Pierre Ville, Suresnes' old dirigeant (chief), accompanied Kante to try-outs everywhere but hit a problem.
"I'm not going to criticise the (professional) academies," said Ville. "You've got 14- and 15-year-old kids arriving from all over and the academy had to make a decision. They saw N'Golo... well, we knew that, for all his great qualities, he's not a spectacular player.
"He plays for the team. I took him to numerous trials. If he goes to a trial somewhere he's never going to be the most eye-catching because whether he's being scouted or not, he'll always play the same way. Always with great tactical awareness, with discipline and intelligence. For the team."
So that was Kante, the kid - haring about, helping other boys succeed at his own expense by playing for the benefit of team-mates, even in try-out matches.
What held him back then is his calling card now. Assessing him last season, the Everton manager Ronald Koeman, a former Dutch international, observed: "What a player. He is clever in every ball position."
Koeman expressed the "football insider" view, the one that led former Manchester United manager Alex Ferguson to brand Kante the best player in the Premier League "by a long way" last season.
That is, there is even more to Kante than the phenomenon of a child-proportioned man, with outsize energy, who led Europe's tackling and interception stats for the past two seasons. Here is the most extraordinary team cog.
"An assistant all over the pitch . . . to put it in a nutshell, Kante is football," is the opinion of the highly technical German analysis site, spielverlagerung.com.
Riyad Mahrez and Jamie Vardy may have won the PFA and Football Writers awards in 2015-16, but Leicester's own squad chose Kante as their player of the year.
Now Chelsea benefit.
Under Claudio Ranieri at Leicester, Kante's job was to be everywhere - "look... there is Kante and he recovers all the balls in this stadium and the other stadiums, everywhere," Ranieri quipped.
Chelsea manager Antonio Conte initially needed Kante in a deeper, more tethered, role and his early-season performances drew comparisons with Claude Makelele, another small French-African.
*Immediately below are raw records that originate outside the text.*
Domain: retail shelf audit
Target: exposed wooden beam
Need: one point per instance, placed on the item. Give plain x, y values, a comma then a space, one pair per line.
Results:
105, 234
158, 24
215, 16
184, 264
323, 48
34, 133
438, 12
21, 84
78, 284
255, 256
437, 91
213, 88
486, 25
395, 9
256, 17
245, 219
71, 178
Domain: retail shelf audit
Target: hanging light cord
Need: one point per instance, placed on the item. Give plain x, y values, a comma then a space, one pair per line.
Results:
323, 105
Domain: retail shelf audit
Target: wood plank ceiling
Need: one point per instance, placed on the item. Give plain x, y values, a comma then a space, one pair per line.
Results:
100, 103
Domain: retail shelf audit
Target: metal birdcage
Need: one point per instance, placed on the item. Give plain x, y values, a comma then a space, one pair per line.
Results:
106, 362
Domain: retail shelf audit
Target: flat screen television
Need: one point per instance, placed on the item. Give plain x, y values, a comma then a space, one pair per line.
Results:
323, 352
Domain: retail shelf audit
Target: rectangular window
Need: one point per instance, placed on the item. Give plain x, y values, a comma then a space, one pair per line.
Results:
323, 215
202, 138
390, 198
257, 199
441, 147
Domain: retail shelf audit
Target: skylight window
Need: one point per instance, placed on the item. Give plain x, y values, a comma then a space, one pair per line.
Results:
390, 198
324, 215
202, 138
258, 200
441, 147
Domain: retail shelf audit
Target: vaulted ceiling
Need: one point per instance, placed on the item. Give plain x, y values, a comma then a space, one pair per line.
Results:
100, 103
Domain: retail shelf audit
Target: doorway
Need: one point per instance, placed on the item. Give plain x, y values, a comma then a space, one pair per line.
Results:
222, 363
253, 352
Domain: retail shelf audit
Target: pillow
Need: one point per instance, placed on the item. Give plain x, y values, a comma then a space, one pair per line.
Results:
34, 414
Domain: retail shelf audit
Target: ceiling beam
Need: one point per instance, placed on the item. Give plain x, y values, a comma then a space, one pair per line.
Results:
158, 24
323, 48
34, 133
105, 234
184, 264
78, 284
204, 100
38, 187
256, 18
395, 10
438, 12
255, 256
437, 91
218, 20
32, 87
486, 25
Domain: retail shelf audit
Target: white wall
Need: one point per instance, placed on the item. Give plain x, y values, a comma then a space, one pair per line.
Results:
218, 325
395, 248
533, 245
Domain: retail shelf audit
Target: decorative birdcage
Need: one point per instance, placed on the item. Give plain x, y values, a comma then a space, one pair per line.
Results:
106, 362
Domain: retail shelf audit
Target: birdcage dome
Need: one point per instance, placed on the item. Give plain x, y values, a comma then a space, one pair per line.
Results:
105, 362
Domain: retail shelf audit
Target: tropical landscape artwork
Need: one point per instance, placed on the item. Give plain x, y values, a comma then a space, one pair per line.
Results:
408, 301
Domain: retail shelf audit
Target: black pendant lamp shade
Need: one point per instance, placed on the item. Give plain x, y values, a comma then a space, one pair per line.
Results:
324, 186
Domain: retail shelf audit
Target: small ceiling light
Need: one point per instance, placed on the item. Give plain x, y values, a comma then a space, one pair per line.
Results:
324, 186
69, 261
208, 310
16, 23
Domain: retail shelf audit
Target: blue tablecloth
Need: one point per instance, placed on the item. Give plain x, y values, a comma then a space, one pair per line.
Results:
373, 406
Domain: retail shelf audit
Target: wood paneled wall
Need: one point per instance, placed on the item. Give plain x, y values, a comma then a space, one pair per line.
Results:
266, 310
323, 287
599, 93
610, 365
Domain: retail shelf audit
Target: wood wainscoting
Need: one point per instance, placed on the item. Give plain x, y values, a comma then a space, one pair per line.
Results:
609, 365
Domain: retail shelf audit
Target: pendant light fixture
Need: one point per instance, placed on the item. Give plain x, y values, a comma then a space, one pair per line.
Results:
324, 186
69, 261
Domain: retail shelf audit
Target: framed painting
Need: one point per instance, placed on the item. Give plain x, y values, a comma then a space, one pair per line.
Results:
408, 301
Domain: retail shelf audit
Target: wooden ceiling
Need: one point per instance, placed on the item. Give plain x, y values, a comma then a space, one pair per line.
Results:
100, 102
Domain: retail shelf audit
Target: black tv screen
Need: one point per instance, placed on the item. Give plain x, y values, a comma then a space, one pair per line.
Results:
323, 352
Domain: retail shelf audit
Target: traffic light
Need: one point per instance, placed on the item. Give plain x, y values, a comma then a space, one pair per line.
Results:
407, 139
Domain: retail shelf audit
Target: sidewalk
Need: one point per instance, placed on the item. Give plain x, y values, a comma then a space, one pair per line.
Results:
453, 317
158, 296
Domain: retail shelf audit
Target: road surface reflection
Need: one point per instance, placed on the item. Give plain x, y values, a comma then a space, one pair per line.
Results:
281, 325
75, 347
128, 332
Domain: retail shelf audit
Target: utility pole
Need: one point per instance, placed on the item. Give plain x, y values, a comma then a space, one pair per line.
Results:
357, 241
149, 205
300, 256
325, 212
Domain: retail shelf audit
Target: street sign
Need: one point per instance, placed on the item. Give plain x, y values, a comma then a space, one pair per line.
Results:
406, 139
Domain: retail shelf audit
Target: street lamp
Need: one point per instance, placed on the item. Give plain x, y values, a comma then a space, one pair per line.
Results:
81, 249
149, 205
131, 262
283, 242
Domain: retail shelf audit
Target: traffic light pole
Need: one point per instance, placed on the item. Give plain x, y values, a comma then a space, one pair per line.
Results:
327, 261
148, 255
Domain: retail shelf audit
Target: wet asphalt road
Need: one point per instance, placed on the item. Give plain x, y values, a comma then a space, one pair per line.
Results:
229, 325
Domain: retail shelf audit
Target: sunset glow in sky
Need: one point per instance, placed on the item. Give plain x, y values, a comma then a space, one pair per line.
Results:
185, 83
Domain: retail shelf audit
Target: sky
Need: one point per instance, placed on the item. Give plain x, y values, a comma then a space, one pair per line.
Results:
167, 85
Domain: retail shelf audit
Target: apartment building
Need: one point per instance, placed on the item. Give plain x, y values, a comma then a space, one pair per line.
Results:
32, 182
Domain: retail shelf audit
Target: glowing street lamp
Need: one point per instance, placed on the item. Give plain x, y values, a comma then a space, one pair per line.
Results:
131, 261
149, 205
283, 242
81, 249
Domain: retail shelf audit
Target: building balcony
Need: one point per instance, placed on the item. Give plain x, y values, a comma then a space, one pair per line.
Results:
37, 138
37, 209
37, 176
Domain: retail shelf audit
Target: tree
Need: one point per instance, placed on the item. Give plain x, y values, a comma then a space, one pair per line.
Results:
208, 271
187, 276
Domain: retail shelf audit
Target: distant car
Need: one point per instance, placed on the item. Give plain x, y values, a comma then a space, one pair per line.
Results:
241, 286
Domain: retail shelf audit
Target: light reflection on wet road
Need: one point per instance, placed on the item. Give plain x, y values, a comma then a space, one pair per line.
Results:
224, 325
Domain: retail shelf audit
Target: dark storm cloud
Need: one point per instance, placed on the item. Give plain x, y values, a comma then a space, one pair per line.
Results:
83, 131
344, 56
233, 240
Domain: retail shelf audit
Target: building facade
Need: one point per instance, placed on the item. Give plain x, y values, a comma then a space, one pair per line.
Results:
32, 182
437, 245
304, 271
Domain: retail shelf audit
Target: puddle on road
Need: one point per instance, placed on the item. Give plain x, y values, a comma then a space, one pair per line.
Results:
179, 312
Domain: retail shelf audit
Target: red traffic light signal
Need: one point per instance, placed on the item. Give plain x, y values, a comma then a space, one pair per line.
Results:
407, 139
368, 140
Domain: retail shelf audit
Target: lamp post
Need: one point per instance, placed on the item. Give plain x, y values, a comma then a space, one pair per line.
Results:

That was not Kante at his best, however - in the 3-0 defeat by Arsenal, he was getting caught on his heels and bypassed - and Conte's switch to 3-4-3 appears to have freed the 25-year-old every bit as much as it has Eden Hazard, David Luiz and Victor Moses.
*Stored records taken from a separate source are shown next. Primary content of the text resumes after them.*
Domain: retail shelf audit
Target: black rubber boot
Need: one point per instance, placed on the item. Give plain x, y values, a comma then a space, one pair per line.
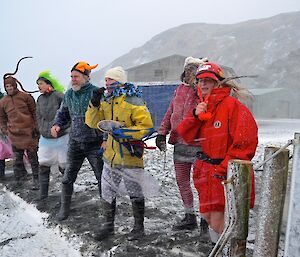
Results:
65, 202
108, 227
188, 222
61, 170
44, 181
138, 209
2, 170
203, 226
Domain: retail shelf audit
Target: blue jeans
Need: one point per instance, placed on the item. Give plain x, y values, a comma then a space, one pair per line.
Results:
77, 152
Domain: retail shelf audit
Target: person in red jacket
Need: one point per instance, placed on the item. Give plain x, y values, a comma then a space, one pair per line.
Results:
225, 130
185, 98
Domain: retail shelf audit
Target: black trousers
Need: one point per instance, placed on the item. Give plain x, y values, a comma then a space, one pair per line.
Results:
77, 152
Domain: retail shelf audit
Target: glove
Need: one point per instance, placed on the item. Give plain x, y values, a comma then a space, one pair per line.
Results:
96, 96
35, 133
119, 134
219, 172
160, 142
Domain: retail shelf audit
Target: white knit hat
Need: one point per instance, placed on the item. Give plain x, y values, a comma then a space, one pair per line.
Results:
116, 73
192, 60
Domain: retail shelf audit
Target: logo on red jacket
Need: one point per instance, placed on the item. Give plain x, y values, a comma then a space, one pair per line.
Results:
217, 124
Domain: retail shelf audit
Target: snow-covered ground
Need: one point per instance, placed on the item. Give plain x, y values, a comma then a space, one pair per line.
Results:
29, 229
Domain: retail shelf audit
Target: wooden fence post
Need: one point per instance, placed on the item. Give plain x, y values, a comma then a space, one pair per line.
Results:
271, 204
292, 239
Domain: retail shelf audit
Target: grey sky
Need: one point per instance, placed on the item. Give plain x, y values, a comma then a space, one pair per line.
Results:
58, 33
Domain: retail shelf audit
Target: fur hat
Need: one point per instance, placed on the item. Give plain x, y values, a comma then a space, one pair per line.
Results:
116, 73
49, 79
10, 80
84, 68
196, 61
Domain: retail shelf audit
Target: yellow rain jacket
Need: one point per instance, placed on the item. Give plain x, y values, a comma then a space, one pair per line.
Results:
134, 114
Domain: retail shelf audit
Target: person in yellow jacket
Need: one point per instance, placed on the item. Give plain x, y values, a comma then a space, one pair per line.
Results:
124, 149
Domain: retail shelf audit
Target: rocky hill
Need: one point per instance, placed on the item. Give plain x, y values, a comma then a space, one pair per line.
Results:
267, 47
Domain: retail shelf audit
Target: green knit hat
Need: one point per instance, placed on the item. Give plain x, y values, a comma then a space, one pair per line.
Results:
47, 77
The formation has Chelsea playing higher up the pitch and with fiercer intensity - allowing Kante to bring that astonishing running power back into play, but also to tweak his game once again.
During Euro 2016, the France coach Didier Deschamps described Kante as "box to box" - portraying his player as having some classic English attacking midfield traits.
And suddenly Kante is channelling Frank Lampard in Conte's rejigged system. "He is a complete midfielder, not only a defensive midfielder," Conte said. "He's a player that always arrives in the box. It's fantastic. He has fantastic stamina, good technique, good positioning, good personality.
"He can play box to box, but I prefer to respect the position. I like when N'Golo goes to press. And with this system I ask a lot to press, to go forward. (At) this I think N'Golo is very good."